So kam es denn, dass Mary Pickford und Douglas Fairbanks wenig später eine große Abschiedsparty für Fergus und mich veranstalteten. Wir hatten ihnen erzählt, dass uns neue Aufgaben zurück nach Europa zogen – die genauen Gründe für unsere Abreise aus Hollywood konnten wir ihnen natürlich nicht mitteilen, aber sie akzeptierten dies und äußerten nur ihr Bedauern darüber, dass wir fortgingen.
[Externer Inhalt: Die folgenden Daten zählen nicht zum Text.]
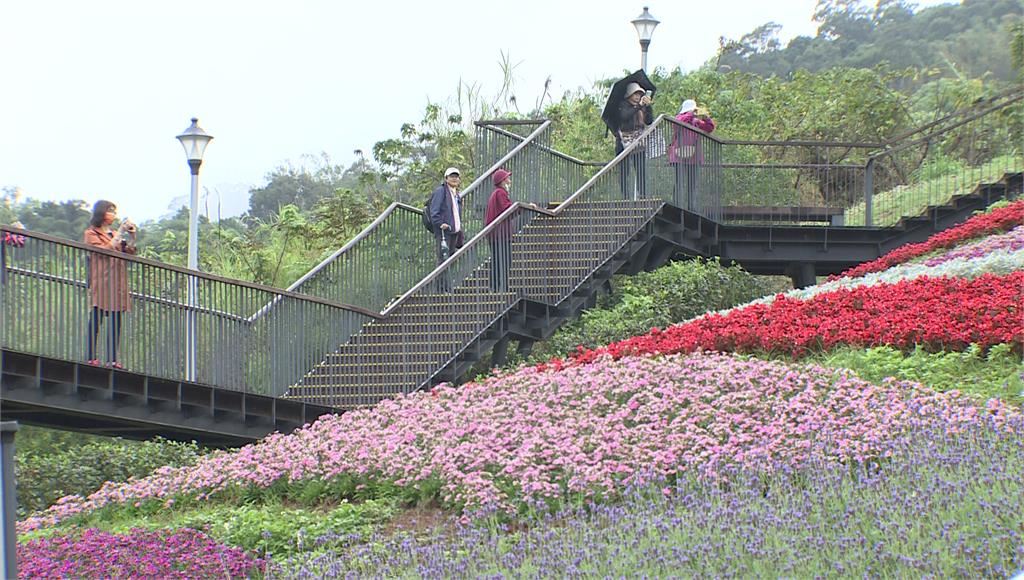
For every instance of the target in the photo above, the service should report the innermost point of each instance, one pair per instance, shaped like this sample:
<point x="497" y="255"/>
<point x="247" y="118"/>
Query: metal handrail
<point x="552" y="151"/>
<point x="482" y="177"/>
<point x="927" y="126"/>
<point x="193" y="273"/>
<point x="394" y="207"/>
<point x="509" y="213"/>
<point x="961" y="123"/>
<point x="355" y="240"/>
<point x="47" y="308"/>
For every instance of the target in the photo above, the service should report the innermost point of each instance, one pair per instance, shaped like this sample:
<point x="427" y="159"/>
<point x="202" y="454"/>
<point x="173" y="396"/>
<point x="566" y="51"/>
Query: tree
<point x="300" y="185"/>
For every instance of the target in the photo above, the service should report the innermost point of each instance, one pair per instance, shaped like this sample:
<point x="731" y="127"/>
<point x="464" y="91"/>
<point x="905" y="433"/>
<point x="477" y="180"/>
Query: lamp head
<point x="195" y="140"/>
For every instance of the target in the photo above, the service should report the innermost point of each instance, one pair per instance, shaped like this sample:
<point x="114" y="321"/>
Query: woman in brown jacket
<point x="108" y="279"/>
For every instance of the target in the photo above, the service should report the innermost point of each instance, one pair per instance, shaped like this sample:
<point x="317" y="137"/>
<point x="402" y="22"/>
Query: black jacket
<point x="629" y="120"/>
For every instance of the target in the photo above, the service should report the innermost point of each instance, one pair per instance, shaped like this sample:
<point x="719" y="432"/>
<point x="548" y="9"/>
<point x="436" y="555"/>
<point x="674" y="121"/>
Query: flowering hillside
<point x="972" y="294"/>
<point x="689" y="403"/>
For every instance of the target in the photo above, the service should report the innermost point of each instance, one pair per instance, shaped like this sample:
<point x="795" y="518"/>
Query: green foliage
<point x="670" y="294"/>
<point x="269" y="527"/>
<point x="967" y="39"/>
<point x="998" y="373"/>
<point x="302" y="185"/>
<point x="67" y="219"/>
<point x="47" y="469"/>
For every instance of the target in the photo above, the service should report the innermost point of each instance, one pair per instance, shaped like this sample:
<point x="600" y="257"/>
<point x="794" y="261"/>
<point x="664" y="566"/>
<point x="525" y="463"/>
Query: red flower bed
<point x="935" y="313"/>
<point x="997" y="220"/>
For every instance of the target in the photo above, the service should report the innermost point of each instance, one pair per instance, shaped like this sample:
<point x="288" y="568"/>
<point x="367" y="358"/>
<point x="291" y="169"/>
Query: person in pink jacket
<point x="686" y="153"/>
<point x="501" y="237"/>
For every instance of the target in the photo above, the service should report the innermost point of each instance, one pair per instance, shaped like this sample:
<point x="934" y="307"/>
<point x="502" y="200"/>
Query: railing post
<point x="8" y="499"/>
<point x="868" y="192"/>
<point x="190" y="324"/>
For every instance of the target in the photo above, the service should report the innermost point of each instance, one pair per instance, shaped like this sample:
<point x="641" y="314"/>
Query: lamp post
<point x="645" y="25"/>
<point x="194" y="139"/>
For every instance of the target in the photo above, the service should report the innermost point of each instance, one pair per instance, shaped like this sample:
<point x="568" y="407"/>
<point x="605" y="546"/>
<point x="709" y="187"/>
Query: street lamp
<point x="195" y="140"/>
<point x="645" y="25"/>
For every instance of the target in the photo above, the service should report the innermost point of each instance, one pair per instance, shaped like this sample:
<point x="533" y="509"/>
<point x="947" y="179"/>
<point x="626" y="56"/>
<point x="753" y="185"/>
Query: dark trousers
<point x="501" y="258"/>
<point x="687" y="190"/>
<point x="633" y="171"/>
<point x="443" y="282"/>
<point x="113" y="333"/>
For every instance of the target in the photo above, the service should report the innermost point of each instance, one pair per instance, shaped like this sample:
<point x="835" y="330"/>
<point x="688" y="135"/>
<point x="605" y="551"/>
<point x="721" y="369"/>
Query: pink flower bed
<point x="1011" y="241"/>
<point x="181" y="553"/>
<point x="536" y="433"/>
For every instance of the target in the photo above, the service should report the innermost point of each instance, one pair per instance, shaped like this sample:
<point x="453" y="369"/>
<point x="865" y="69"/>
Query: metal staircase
<point x="232" y="361"/>
<point x="628" y="215"/>
<point x="423" y="334"/>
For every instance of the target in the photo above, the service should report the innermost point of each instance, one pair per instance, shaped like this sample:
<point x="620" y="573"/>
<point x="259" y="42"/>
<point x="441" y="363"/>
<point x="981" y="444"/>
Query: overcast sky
<point x="94" y="92"/>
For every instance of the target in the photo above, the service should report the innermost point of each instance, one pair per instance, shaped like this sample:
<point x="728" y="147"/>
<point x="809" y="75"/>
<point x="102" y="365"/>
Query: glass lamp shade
<point x="195" y="140"/>
<point x="645" y="25"/>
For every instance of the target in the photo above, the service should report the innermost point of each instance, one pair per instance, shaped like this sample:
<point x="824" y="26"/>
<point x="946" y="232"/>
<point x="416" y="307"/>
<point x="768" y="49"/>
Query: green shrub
<point x="45" y="473"/>
<point x="668" y="295"/>
<point x="998" y="373"/>
<point x="268" y="528"/>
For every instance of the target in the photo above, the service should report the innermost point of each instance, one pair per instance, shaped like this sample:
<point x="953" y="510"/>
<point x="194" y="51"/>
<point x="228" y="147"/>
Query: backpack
<point x="426" y="216"/>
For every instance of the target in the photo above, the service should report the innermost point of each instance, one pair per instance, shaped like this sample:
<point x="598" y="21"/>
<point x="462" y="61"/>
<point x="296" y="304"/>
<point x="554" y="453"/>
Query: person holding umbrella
<point x="627" y="114"/>
<point x="501" y="237"/>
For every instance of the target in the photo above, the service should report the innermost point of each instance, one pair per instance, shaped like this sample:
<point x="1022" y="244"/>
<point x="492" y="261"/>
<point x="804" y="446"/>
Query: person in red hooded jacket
<point x="501" y="237"/>
<point x="686" y="153"/>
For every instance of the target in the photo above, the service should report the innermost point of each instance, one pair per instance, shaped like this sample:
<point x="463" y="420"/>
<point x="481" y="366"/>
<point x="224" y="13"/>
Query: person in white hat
<point x="686" y="153"/>
<point x="635" y="115"/>
<point x="445" y="216"/>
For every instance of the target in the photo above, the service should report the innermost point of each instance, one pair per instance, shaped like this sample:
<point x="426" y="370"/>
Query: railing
<point x="946" y="158"/>
<point x="394" y="252"/>
<point x="48" y="288"/>
<point x="839" y="183"/>
<point x="450" y="291"/>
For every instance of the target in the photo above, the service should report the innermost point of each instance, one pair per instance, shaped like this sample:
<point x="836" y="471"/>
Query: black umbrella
<point x="610" y="114"/>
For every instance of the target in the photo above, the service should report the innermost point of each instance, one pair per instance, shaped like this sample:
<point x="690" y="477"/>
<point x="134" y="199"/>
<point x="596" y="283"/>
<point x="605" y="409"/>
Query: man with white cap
<point x="445" y="210"/>
<point x="635" y="115"/>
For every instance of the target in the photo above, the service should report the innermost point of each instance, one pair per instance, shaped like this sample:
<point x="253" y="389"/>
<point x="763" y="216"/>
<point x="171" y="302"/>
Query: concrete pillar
<point x="802" y="274"/>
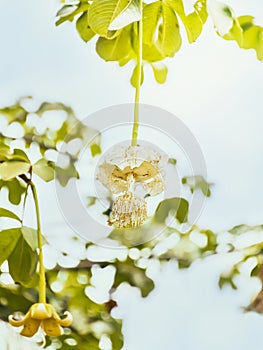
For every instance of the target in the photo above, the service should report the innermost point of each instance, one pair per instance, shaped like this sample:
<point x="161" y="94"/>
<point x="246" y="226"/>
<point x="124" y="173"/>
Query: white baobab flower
<point x="125" y="168"/>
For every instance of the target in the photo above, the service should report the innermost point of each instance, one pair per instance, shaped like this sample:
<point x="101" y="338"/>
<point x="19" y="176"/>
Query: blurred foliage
<point x="68" y="288"/>
<point x="115" y="25"/>
<point x="36" y="127"/>
<point x="197" y="182"/>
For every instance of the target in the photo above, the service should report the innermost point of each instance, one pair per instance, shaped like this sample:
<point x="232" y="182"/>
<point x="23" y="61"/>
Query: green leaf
<point x="31" y="237"/>
<point x="5" y="152"/>
<point x="11" y="169"/>
<point x="177" y="206"/>
<point x="66" y="10"/>
<point x="116" y="49"/>
<point x="172" y="161"/>
<point x="134" y="275"/>
<point x="83" y="28"/>
<point x="194" y="21"/>
<point x="8" y="214"/>
<point x="22" y="262"/>
<point x="130" y="14"/>
<point x="160" y="72"/>
<point x="226" y="281"/>
<point x="15" y="190"/>
<point x="63" y="175"/>
<point x="161" y="35"/>
<point x="20" y="155"/>
<point x="95" y="149"/>
<point x="8" y="241"/>
<point x="247" y="35"/>
<point x="197" y="183"/>
<point x="14" y="113"/>
<point x="118" y="13"/>
<point x="44" y="169"/>
<point x="255" y="271"/>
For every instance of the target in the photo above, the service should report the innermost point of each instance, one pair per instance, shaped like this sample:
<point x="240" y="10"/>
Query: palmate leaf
<point x="161" y="35"/>
<point x="247" y="35"/>
<point x="11" y="169"/>
<point x="22" y="262"/>
<point x="8" y="214"/>
<point x="176" y="206"/>
<point x="160" y="72"/>
<point x="197" y="183"/>
<point x="44" y="169"/>
<point x="83" y="28"/>
<point x="118" y="48"/>
<point x="8" y="241"/>
<point x="16" y="189"/>
<point x="194" y="21"/>
<point x="107" y="16"/>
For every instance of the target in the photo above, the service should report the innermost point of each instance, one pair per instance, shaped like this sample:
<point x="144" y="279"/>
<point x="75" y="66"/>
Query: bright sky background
<point x="216" y="89"/>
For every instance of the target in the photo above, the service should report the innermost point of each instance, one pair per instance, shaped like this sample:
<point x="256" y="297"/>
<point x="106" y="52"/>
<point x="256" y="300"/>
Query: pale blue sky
<point x="216" y="89"/>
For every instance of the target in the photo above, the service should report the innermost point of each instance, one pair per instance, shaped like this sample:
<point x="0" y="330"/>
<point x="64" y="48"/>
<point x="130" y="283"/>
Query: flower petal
<point x="67" y="320"/>
<point x="51" y="327"/>
<point x="16" y="323"/>
<point x="41" y="311"/>
<point x="30" y="327"/>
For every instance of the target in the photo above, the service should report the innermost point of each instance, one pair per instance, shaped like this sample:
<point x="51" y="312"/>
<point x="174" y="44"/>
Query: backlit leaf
<point x="8" y="241"/>
<point x="8" y="214"/>
<point x="175" y="206"/>
<point x="22" y="262"/>
<point x="11" y="169"/>
<point x="83" y="28"/>
<point x="103" y="13"/>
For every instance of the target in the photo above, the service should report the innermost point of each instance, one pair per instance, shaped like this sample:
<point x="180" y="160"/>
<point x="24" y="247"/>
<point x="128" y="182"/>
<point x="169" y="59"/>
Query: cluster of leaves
<point x="115" y="23"/>
<point x="67" y="287"/>
<point x="25" y="122"/>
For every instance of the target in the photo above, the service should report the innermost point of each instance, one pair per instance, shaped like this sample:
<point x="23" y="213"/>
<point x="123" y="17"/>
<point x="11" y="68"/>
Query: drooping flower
<point x="42" y="315"/>
<point x="143" y="164"/>
<point x="122" y="171"/>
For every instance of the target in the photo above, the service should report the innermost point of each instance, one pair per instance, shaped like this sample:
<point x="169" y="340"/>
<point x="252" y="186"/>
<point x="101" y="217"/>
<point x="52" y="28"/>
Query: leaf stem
<point x="42" y="277"/>
<point x="138" y="80"/>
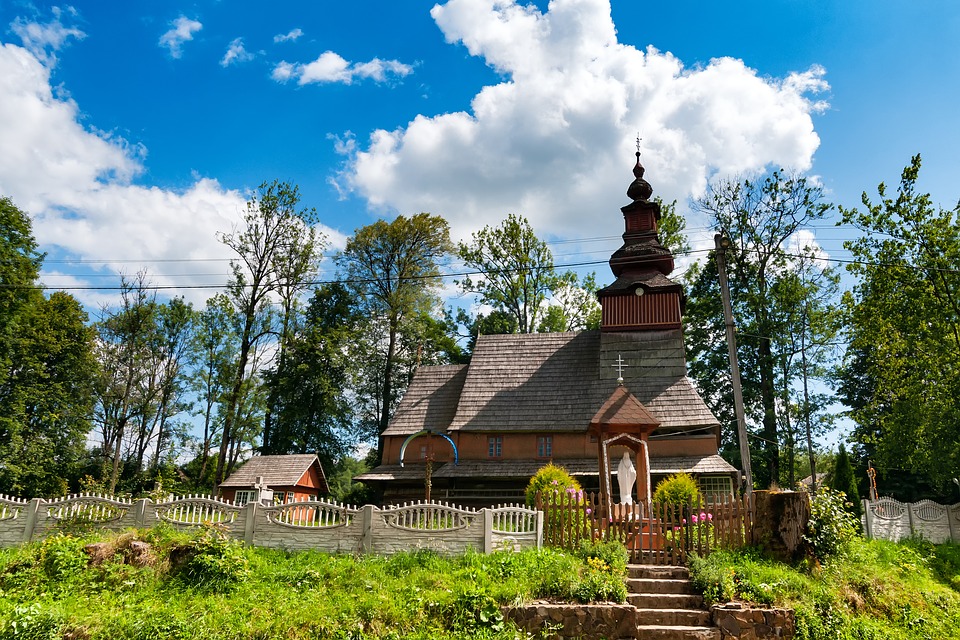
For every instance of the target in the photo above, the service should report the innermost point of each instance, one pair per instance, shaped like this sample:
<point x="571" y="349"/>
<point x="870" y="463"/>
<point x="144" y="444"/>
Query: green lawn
<point x="205" y="586"/>
<point x="871" y="589"/>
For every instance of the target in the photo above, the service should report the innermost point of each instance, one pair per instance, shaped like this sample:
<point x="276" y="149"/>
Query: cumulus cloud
<point x="44" y="40"/>
<point x="235" y="53"/>
<point x="288" y="37"/>
<point x="332" y="67"/>
<point x="554" y="140"/>
<point x="182" y="30"/>
<point x="79" y="187"/>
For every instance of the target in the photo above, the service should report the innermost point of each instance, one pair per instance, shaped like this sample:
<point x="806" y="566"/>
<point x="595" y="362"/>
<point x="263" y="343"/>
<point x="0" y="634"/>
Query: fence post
<point x="487" y="530"/>
<point x="954" y="537"/>
<point x="867" y="520"/>
<point x="539" y="529"/>
<point x="249" y="524"/>
<point x="366" y="542"/>
<point x="140" y="512"/>
<point x="30" y="521"/>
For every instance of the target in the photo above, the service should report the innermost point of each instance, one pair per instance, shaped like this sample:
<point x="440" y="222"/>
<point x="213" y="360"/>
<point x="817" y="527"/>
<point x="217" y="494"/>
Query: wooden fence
<point x="660" y="534"/>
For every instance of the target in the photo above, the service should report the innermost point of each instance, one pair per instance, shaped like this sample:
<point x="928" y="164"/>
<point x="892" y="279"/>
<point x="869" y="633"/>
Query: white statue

Wir versprachen, sobald wie möglich einmal zu Besuch zurückzukehren, und das war durchaus ehrlich gemeint, denn schließlich hatten wir unsere verrückten Hollywood-Freunde mittlerweile ins Herz geschlossen.

Nichtsdestotrotz waren wir natürlich auch gespannt auf unser neues Abenteuer und so bestiegen Zervan, Giles, Francisco, Sadia und ich nur wenige Wochen später am Pariser Bahnhof Gare de l’Est den Orient-Express. Genau 26 Jahre war es her, als wir das letzte Mal eine Reise mit dem berühmten Luxuszug unternommen hatten – mit exakt demselben Ziel wie dieses Mal. Die Einrichtung der Waggons war noch ebenso elegant und auserlesen wie damals, es gab nur mittlerweile ein paar technische Verbesserungen. Die Schlafwagen waren nicht mehr rein aus Teakholz gefertigt, sondern wegen der besseren Lärmdämmung aus Metall. Zudem gab es eine Zentralheizung sowie fließend Wasser in den Waschnischen der Schlafwagenabteile.

Den Speisewagen suchten wir – wie schon bei unserer damaligen Reise – nur gelegentlich auf, da unser Speiseplan von dem der Menschen ja schließlich ein wenig abwich und obendrein das dort verwendete Silberbesteck für uns sehr unangenehm zu berühren war. Dafür gefiel uns der mit wertvollen, floralen Intarsien verkleidete und mit noblen Ledersesseln sowie kleinen Beistelltischen aus Mahagoni eingerichtete Salonwagen ausnehmend gut. Viele der Reisenden nutzten ihn, um hier in Ruhe ihre Zeitung oder ein Buch zu lesen. Auf Wunsch brachte ein Kellner Drinks, Tee oder Kaffee.

Eines Morgens wurde ich schon ziemlich früh wach, und da ich Giles nicht weiter stören wollte, zog ich mich an, um den Salonwagen aufzusuchen und von dort aus den Sonnenaufgang über der vorbeiziehenden Landschaft zu betrachten.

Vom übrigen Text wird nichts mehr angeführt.